3. A warm climate. This doesn't have to be tropical, just comfortable.

4. "Wiggle Room." This is Ray's term for nice cruising water. We like to feel the wind in our faces and smell the salt air occasionally. Having enough water under the keel so we're not kicking up mud is a bonus.

5. Things to do and see. Beaches, parks, trails, museums, shops nearby. Even other cities we can visit all in a day. It's nice to have diversions when we're not working on the boat.

6. Potential. The potential to be a place we want to live permanently, post-cruising.

Before we make our final selection, I gather all the information I can about the location. Websites, Chambers of Commerce, visitors' brochures, state tourism publications, marina managers, dockmasters, yacht brokers and other boaters are all helpful sources.

Our first location was a given. We had permission to stay at the brokerage dock in Vero Beach, where we would take possession of our boat. Affordable, warm, beautiful, upscale-perfect!

With many decisions behind us, we turned our attention to packing for our move aboard. Our approach was minimalist. Ray analyzed his collection of tools, carefully choosing which would come along, which would be left behind. I did the same with clothes, linens and kitchenware. Not wanting to take up space even for a cookbook or two, I copied boater-friendly recipes (easy to prepare, quick, few ingredients) onto index cards. Even so, with everything reduced to basics, every square inch of the car was filled. Rest, lunch and overnight stops required precision extractions to avoid disturbing our load.

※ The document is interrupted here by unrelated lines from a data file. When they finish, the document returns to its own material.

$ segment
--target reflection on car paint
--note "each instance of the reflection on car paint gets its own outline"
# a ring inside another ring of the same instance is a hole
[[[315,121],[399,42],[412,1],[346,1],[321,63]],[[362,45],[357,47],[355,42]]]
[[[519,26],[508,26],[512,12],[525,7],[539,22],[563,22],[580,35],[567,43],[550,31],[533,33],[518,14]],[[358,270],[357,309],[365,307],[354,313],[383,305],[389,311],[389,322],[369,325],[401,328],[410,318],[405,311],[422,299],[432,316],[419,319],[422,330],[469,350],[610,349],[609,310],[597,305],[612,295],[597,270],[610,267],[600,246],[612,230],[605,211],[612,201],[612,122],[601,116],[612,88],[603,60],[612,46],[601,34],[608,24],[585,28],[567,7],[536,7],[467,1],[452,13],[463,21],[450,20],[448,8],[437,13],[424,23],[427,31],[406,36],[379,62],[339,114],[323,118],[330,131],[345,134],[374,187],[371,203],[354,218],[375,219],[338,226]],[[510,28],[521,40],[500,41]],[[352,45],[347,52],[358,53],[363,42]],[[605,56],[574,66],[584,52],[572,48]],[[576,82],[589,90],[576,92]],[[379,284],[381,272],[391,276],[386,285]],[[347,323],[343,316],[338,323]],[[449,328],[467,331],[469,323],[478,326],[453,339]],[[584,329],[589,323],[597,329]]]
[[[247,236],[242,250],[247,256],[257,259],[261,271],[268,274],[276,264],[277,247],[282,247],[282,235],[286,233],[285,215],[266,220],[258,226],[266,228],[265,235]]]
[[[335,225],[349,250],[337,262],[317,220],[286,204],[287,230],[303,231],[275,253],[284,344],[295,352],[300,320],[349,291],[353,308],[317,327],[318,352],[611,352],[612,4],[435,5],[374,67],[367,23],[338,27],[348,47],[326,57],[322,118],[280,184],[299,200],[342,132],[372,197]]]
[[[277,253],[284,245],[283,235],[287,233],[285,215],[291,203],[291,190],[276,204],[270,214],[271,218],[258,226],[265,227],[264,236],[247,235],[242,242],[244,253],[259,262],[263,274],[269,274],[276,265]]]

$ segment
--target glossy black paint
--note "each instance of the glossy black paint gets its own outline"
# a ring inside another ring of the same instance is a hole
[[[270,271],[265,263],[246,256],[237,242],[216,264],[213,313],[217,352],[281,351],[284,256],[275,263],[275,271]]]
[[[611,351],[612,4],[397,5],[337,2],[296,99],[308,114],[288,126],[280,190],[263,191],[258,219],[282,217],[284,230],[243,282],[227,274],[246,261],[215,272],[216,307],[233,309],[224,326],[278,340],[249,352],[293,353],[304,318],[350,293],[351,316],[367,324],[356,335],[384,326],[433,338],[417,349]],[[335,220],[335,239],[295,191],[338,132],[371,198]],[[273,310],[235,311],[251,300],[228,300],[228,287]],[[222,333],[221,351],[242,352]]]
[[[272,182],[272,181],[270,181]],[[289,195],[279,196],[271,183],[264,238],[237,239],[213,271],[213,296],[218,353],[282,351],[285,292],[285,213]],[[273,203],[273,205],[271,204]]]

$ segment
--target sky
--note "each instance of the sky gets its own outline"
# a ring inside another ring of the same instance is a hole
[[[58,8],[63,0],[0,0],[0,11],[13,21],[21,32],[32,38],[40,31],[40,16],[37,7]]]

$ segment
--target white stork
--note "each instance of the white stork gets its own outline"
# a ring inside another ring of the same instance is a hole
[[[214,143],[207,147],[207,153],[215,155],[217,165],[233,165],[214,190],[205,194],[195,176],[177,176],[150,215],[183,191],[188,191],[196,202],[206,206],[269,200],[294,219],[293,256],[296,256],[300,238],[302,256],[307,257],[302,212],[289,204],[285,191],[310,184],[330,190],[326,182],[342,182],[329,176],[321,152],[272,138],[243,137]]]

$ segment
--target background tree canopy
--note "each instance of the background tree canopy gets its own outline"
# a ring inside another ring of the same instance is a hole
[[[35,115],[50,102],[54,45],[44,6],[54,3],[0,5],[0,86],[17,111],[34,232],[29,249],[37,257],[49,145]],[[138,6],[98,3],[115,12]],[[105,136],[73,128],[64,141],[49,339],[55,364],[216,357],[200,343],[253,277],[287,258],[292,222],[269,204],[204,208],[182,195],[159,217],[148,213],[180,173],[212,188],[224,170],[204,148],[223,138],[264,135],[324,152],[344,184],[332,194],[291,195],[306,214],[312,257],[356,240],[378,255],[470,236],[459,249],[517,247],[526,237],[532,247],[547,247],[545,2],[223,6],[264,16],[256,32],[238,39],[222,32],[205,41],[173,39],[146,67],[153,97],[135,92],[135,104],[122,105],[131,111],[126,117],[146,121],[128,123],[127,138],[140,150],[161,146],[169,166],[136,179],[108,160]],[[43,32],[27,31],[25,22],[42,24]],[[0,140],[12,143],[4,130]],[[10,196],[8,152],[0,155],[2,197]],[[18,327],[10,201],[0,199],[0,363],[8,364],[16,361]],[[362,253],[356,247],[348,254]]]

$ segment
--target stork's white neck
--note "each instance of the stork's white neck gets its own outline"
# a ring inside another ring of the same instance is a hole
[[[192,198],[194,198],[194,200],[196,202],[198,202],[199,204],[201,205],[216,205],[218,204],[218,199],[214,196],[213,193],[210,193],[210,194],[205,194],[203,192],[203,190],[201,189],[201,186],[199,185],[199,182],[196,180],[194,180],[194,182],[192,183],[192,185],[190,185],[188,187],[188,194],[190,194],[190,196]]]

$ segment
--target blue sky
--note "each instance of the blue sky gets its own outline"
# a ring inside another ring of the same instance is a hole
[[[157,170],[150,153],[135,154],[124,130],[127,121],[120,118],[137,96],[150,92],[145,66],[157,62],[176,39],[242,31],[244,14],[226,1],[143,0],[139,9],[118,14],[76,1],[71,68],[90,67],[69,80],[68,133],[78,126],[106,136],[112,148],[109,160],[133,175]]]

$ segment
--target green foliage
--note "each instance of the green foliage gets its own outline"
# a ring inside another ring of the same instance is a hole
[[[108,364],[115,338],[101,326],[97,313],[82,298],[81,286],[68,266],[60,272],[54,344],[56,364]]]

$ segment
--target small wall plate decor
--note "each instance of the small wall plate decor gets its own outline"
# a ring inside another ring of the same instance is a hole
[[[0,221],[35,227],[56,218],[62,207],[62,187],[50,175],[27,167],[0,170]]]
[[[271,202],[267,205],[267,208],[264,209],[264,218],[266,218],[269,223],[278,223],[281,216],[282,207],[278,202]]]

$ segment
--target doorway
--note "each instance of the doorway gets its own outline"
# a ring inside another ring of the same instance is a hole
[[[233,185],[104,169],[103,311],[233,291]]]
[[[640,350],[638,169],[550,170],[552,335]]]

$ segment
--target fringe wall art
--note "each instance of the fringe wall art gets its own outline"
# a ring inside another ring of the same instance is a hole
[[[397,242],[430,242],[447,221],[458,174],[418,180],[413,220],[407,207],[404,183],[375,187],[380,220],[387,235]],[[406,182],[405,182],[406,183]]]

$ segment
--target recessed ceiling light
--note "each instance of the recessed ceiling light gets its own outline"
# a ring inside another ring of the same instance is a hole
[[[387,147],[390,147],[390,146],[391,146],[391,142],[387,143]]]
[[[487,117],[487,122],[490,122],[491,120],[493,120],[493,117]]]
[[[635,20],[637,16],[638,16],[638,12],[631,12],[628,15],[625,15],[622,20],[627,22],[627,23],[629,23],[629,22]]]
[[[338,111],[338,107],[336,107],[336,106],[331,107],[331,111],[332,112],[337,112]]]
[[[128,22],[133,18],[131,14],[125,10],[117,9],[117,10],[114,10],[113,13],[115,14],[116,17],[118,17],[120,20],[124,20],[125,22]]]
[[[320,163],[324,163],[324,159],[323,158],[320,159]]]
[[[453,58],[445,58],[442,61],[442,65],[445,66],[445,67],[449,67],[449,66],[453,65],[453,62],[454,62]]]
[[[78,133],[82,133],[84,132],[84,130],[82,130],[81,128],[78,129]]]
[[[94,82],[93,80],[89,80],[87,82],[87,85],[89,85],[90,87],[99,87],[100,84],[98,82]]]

Once in Vero Beach, we shared a lunch on a park bench near the dock where we would be living aboard for the next three months. That's when Ray turned to me and said, "This is home now."

We've had three other "homes" since then-Hilton Head, South Carolina; Jacksonville, Florida; and Ft.Myers, Florida. Prior to choosing each, we tried as much as possible to match our criteria with locations and were pleased on almost all counts. Surprisingly, we found a marina in Hilton Head that was more affordable than most throughout Florida. Fortunately, the winter we spent there was warmer than usual. In contrast, the winter we spent in Jacksonville was colder than normal.

It has been our habit to visit the Chamber of Commerce soon after we arrive in a new place. We gather more brochures, maps and a telephone book. Then we make two "to-do" lists: one of boat projects/cosmetic upkeep, the other of nearby places to go and things to see and do over the winter months.

We have savored each locale's natural beauty, hiking through nature preserves, in landscaped parks and along pristine beaches, sometimes without seeing another soul for hours. We have also been surrounded by thousands of Jaguar and Steeler fans at our first NFL game, and by hundreds of horse lovers at an Olympic level equestrian jumping competition. We have sampled art and cultural offerings at museums, art shows and theatrical performances. We have relished the unique flavor and history of each region, touring lovely Southern towns-Beaufort, South Carolina; Charleston; Savannah; St. Augustine-plus a citrus grove, a plantation, a Civil War era fort and an ocean-going tug at a huge maritime facility.

It has been our good fortune to encounter attractive, comfortable marinas with helpful, professional staff. It has been our delight to meet locals who are friendly and fellow boaters who rarely remain strangers. And with this, each new destination–Vero Beach, Hilton Head, Jacksonville- really has begun to feel like home.

We began our search for this past winter's home not long after we returned to Virginia from Jacksonville. This fall we headed for Florida's Gulf Coast, and all winter, we called Ft.Myers home.

After three years and more than 7,700 miles of cruising-as far south as Stuart, Florida; as far north as Philadelphia; as far west as the Gulf of Mexico; and to lots of points in between-our strategy seems to be working for us. All it took was a plan to capture priceless memories and to make the dream we had envisioned a reality.